Il quotidiano ha affidato ieri la definizione del canone deontologico del giornalismo a Lirio Abbate, l’autore dei casi Capua, Crocetta e “Diari di Arafat”. Non molto diversi  dal “ciarpame” di cui si parla adesso
 

Repubblica ha affidato, ieri, la definizione del canone deontologico del giornalismo a Lirio Abbate. Con effetti surreali. L’occasione è stata determinata dal verminaio del dossieraggio e degli accessi abusivi di massa ai database, ben spiegato nella sua abnorme gravità dal procuratore nazionale Antimafia Giovanni Melillo e dal procuratore di Perugia Raffaele Cantone, che sta aprendo profonde riflessioni sulla professione giornalistica. “Occorre compiere un’azione di responsabilità – scrive Abbate –. Non siamo solo un canale che riporta acriticamente le news, e non possiamo essere la buca delle lettere di chi vuole strumentalizzare o mettere in pratica azioni destabilizzanti”. Giusto. Abbate poi ricorda le domande fondamentali che deve porsi il giornalista: “Con queste notizie chi me le fornisce mi sta usando? Quanto mi posso fidare dell’attendibilità della fonte? E dietro a questa storia che tipo di interesse c’è? Pubblicandole sarò parte, inconsapevole, di una manovra? Di un disegno strumentale?”.

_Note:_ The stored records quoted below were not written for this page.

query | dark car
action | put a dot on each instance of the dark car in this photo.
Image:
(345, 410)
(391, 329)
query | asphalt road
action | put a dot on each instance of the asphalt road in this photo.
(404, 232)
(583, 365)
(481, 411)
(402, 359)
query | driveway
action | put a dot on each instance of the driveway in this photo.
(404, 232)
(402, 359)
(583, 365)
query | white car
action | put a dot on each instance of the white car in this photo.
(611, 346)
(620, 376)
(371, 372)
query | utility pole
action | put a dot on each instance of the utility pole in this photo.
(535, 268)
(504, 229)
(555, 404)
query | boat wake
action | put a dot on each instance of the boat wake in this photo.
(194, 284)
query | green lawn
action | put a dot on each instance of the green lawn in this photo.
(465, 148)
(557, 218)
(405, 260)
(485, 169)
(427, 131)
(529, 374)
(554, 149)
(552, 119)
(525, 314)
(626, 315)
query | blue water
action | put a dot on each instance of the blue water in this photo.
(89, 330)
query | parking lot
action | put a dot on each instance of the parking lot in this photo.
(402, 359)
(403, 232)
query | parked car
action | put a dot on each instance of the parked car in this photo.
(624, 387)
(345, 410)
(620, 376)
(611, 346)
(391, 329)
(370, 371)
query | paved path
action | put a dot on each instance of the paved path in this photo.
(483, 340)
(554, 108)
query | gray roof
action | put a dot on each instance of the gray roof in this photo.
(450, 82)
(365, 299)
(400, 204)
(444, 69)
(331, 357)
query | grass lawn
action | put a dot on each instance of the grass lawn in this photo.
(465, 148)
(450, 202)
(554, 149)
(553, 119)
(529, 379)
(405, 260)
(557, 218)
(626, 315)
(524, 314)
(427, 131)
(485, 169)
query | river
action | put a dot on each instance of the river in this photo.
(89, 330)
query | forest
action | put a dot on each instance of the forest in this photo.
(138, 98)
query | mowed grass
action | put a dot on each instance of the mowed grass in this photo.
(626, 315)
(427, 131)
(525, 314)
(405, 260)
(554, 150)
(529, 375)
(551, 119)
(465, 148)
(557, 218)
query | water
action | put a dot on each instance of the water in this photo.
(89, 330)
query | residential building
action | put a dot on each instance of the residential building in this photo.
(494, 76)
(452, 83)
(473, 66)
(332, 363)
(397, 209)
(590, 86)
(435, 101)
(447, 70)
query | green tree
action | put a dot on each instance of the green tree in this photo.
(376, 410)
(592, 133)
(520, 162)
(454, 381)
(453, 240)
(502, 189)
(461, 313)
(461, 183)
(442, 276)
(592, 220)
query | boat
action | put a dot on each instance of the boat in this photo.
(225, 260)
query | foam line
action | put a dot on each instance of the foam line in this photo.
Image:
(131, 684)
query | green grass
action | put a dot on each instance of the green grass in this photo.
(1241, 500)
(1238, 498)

La lectio magistralis di Abbate è  condivisibile, soprattutto quando dice: “Non si può pubblicare tutto il ciarpame che arriva sul tavolo di un cronista”. C’è però qualcosa che non torna. Abbate è il giornalista che rovinò la vita di Ilaria Capua, scienziata di fama mondiale, bollata sull’Espresso come “Trafficante di virus” da un suo articolo che riprendeva una vergognosa inchiesta vecchia di dieci anni della procura di Roma (pm Giancarlo Capaldo). Abbate è anche il giornalista che chiedeva le dimissioni del governatore siciliano Rosario Crocetta, sulla base di un’infamante intercettazione che non è mai esistita. Abbate è, inoltre, il giornalista che pubblicò in “esclusiva mondiale”, sempre sull’Espresso, i presunti “Diari di Arafat” che nessuno ha mai  visto e che erano pieni di falsità e affermazioni impossibili. Ciò che non si capisce nella riflessione di Abbate è se sia un’autocritica rispetto al passato o se pensi che quello che lui negli anni ha pubblicato sia granché diverso dal “ciarpame” di cui si parla adesso.